Of the few more specific thoughts Jones has about new events to bring to NYLA, one was a public discussion between a visual artist and a choreographer whose work was mutually inspirational. He knows them both and has some insight into how that played out in the Sixties and Seventies. Which I guess means NYLA will become another place whose programming has plenty of room for big name artists in the twilights of their careers to talk about the good old days for the benefit of potential donors, who likewise are interested in the good old days.

And hey, if that brings in the money, Godspeed! But is that important, useful, relevant, practical, or a good use of limited resources to the greater community of contemporary artists born a decade or more after that era? I tend to doubt it.

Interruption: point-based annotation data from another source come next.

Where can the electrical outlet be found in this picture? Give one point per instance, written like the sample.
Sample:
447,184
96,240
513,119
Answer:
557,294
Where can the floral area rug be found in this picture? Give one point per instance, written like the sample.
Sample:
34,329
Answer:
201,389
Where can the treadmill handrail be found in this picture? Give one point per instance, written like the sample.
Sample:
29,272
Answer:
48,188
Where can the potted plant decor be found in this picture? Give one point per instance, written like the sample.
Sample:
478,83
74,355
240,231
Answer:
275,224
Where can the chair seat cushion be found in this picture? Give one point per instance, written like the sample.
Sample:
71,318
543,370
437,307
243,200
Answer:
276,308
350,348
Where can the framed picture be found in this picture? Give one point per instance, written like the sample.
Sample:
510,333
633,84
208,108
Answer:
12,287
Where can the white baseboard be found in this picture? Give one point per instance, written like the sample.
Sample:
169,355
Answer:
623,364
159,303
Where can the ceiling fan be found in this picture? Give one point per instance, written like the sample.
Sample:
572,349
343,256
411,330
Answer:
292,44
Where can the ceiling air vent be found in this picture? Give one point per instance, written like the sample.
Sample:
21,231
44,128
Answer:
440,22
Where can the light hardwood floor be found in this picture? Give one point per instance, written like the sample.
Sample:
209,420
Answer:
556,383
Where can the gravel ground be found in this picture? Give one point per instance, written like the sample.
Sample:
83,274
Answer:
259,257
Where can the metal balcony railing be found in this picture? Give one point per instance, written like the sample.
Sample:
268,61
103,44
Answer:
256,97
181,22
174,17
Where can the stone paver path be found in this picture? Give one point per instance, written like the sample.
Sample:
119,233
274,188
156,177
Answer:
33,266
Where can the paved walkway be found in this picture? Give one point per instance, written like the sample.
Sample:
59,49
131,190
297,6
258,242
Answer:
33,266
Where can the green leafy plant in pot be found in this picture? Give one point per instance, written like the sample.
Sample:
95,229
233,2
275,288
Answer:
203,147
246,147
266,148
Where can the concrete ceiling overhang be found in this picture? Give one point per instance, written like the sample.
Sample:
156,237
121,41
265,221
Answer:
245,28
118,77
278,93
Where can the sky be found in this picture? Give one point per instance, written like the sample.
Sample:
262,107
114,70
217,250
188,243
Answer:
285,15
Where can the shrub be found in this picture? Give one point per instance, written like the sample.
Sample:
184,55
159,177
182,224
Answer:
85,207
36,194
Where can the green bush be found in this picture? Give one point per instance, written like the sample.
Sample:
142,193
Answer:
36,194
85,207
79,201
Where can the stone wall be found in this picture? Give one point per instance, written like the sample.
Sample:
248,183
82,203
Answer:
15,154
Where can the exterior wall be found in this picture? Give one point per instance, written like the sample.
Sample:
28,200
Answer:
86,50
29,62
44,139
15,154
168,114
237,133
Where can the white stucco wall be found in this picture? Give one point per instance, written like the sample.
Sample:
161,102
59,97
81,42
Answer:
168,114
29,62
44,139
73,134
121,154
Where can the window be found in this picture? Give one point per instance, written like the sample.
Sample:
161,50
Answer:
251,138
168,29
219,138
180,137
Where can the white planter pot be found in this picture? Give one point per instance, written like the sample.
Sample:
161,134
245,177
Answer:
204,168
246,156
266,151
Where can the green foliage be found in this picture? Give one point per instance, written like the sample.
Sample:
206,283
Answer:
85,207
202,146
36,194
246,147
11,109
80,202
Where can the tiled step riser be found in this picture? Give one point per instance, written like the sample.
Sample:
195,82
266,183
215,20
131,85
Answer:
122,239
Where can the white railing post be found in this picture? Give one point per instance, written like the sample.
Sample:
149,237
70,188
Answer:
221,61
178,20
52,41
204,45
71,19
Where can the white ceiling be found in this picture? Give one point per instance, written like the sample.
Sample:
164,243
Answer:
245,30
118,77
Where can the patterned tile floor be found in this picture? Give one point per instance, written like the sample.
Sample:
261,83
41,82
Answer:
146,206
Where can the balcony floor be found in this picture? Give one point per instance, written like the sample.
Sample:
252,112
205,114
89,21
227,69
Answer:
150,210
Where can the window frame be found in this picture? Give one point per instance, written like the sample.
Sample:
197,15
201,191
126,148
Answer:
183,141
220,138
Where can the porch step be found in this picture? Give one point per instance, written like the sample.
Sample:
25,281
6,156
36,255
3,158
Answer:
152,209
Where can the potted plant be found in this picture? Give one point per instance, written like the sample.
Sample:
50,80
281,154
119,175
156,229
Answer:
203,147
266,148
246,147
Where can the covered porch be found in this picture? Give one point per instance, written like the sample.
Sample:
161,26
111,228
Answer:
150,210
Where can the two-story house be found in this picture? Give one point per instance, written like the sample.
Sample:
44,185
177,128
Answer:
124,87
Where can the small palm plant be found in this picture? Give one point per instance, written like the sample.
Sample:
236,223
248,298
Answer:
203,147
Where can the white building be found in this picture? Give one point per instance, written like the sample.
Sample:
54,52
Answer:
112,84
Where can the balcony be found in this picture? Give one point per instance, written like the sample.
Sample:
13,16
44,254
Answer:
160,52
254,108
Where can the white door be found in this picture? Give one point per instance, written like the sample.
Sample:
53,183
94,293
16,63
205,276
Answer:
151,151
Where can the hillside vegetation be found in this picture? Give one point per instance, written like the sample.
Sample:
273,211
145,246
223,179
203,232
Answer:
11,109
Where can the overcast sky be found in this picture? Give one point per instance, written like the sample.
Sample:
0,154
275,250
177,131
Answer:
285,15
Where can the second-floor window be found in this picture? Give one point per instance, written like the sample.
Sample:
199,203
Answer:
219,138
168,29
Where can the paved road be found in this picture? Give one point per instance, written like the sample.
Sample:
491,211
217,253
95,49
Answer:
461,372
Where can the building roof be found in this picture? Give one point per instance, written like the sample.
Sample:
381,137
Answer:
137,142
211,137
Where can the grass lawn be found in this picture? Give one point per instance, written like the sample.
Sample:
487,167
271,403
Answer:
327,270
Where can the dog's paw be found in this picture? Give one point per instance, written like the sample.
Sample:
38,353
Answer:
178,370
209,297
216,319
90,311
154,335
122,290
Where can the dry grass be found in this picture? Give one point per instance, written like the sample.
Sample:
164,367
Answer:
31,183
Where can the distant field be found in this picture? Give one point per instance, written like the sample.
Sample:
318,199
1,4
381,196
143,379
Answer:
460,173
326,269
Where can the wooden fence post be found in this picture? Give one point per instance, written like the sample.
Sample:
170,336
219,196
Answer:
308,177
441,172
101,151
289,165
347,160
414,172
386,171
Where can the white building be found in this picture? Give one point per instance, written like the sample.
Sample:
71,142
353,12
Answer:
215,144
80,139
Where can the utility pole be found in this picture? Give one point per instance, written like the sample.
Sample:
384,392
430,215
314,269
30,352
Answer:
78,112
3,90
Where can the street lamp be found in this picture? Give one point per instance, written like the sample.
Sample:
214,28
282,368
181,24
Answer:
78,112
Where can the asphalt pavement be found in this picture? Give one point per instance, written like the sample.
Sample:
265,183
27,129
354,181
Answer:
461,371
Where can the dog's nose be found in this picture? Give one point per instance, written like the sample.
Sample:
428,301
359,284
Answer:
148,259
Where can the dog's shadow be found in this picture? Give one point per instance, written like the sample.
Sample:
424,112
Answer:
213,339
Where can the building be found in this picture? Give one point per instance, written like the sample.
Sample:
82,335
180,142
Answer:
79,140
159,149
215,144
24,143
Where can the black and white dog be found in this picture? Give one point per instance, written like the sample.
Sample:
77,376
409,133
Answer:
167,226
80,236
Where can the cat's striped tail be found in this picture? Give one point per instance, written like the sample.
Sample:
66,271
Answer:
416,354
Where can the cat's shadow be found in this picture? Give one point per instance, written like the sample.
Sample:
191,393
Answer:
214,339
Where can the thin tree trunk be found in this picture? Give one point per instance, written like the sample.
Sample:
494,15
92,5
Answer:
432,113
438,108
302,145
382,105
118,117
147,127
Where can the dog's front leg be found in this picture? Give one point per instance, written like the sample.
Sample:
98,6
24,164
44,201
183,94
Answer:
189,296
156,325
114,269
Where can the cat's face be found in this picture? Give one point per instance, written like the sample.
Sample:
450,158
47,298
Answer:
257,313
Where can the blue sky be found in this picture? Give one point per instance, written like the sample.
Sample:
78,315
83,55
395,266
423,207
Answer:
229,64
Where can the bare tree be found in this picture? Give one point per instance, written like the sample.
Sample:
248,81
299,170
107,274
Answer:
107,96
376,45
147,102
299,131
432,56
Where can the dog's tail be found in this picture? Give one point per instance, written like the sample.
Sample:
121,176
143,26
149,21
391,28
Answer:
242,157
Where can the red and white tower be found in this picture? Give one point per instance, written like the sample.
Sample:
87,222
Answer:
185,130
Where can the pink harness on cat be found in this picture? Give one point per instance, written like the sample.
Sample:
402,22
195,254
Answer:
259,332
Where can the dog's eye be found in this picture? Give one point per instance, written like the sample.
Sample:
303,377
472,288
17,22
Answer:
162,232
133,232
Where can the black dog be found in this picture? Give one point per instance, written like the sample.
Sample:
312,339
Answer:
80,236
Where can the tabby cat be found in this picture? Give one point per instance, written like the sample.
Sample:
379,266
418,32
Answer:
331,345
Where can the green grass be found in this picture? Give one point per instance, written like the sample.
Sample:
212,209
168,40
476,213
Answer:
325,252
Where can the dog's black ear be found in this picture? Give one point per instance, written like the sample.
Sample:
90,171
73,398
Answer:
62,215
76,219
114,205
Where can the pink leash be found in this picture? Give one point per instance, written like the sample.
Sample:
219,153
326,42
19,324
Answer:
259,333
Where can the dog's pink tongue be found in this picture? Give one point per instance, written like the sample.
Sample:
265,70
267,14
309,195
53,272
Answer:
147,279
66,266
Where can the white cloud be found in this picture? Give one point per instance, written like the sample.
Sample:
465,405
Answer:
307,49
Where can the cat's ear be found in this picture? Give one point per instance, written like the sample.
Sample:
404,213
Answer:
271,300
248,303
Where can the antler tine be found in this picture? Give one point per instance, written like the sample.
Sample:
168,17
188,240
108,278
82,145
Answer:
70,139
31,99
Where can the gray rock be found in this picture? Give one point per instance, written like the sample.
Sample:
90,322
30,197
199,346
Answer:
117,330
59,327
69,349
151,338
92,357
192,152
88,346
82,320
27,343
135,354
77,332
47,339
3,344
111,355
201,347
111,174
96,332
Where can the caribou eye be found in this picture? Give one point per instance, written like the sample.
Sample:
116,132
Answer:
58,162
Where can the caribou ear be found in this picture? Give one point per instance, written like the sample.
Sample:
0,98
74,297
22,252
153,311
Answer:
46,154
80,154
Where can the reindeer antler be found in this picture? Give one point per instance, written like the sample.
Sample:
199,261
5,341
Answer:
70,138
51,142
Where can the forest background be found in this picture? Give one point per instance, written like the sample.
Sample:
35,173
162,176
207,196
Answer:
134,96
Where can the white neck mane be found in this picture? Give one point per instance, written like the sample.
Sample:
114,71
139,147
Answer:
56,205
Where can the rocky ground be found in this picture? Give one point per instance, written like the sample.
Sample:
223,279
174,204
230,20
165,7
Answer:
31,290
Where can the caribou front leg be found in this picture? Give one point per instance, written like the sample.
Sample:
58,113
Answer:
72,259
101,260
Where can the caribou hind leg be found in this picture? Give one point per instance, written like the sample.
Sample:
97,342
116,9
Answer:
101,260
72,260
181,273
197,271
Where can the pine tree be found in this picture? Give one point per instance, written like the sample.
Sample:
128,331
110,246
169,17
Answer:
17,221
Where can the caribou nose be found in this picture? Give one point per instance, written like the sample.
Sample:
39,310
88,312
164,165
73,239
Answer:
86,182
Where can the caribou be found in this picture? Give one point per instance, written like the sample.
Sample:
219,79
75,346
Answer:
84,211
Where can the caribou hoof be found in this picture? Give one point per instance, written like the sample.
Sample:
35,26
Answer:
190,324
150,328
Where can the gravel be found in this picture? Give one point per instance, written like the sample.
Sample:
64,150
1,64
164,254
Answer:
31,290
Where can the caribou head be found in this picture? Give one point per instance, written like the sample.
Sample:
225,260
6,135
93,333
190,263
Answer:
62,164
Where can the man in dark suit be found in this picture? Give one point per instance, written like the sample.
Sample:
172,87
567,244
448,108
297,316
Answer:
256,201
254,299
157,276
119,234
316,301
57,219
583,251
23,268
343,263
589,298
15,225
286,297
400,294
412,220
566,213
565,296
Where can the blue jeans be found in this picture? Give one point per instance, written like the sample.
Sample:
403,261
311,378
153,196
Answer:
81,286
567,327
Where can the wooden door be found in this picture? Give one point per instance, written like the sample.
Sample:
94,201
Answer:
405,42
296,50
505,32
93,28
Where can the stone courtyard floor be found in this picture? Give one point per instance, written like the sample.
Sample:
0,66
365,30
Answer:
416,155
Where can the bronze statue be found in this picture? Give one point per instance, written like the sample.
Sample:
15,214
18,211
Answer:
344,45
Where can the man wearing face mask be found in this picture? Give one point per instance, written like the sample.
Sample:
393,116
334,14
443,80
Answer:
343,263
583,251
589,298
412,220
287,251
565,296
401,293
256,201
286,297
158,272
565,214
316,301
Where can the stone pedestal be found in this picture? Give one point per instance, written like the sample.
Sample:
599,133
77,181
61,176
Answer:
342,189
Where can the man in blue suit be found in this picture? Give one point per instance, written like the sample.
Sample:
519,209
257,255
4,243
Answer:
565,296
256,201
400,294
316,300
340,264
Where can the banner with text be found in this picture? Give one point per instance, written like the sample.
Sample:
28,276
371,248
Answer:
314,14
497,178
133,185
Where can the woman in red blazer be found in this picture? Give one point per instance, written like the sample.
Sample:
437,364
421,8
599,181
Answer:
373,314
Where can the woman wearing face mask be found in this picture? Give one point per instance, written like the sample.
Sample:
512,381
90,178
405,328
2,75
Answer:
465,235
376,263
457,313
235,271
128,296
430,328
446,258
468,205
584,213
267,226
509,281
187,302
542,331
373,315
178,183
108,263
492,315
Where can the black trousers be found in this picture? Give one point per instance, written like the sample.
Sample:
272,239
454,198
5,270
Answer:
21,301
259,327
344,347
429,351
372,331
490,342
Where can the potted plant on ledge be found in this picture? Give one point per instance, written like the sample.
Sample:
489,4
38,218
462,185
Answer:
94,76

Jones also talked a lot about branding, which was slightly disconcerting if you take him at his word. Jones doesn’t like the word “dance” apparently; he pointed out that it has about as negative an association in the popular mind as mime does, and was thankfully aware of how easily parodied and mocked it can be. However, saying you prefer to call it “body-based performance” is sort of meaningless, unless you really intend to bring in other, non-contemporary dance-based movement artists. DTW has of course also been diverse, with theater and movement companies sharing space with dance artists. So…what again is the point? Is it a shift in programming, or is Bill T. Jones really thinking the key to making NYLA a bankable destination is billing it as the home for something called “body-based performance”?

So yeah, that definitely elicited a head-shake from me, because marketing and branding your way to popular success is a fool’s game invented by consultants. The problems facing the arts aren’t something marketing can solve; the problems facing an institution, however, actually are. Which is why I was disappointed to see Jones express more interest in how artists marketed themselves than how his own theater would.

New York is in many ways an island, insulated from the broader socio-economic pressures affecting the arts elsewhere and in many ways years behind in adapting to new realities. Around the country one of the preferred methods for creating a sustainable presenting institution has become a matter of making the institution the destination rather than the work itself. Hence the popularity of the festival model employed by a Fusebox in Austin or a TBA in Portland. On the Boards in Seattle presents a season, not a festival, but likewise it manages a high degree of engagement and trust from audiences.

Of course, all of these have the option of being more selective that NYLA will be, if it programs anything approaching the number of shows DTW has. But the point remains–in those cases, the institution bills itself and controls marketing for the artists in order to maintain a higher degree of trust among audiences. For Jones to spend time worrying about how other artists should be presenting themselves to the larger public is admirable, I suppose, in terms of his position in the dance community, but less so coming from the public face of an institution he’s helped create and that everyone wants to see succeed.

So in short, I generally don’t think much was really being said. The heads of the organizations merging to form NYLA know that there’s plenty of skepticism among the dance community (who themselves really are worried about “what this means to me,” not necessarily bigger, loftier things) and are seeking to actively engage and earn the community’s goodwill. But as Jones himself pointed out, it will take eighteen months at least for the shape of the new organization to become apparent. What we’re left with in the short run are high hopes, big ideas, and practical challenges that need overcoming, not the least of which is money. There is a reason, after all, that DTW went after the merger. And insofar as that’s concerned, the one concrete detail that emerged was sort of telling.

In order to facilitate Jones’s company when they are in New York, NYLA is going to knock down the wall between the upstairs studios and install a moveable one so that sometimes it can be multiple spaces, sometimes a big space, and even an alternative performance venue for shows that don’t work in blackbox. But when that will happen is sort of a mystery, because they don’t have the money to do it now: they’re waiting for some grant they applied for to come through.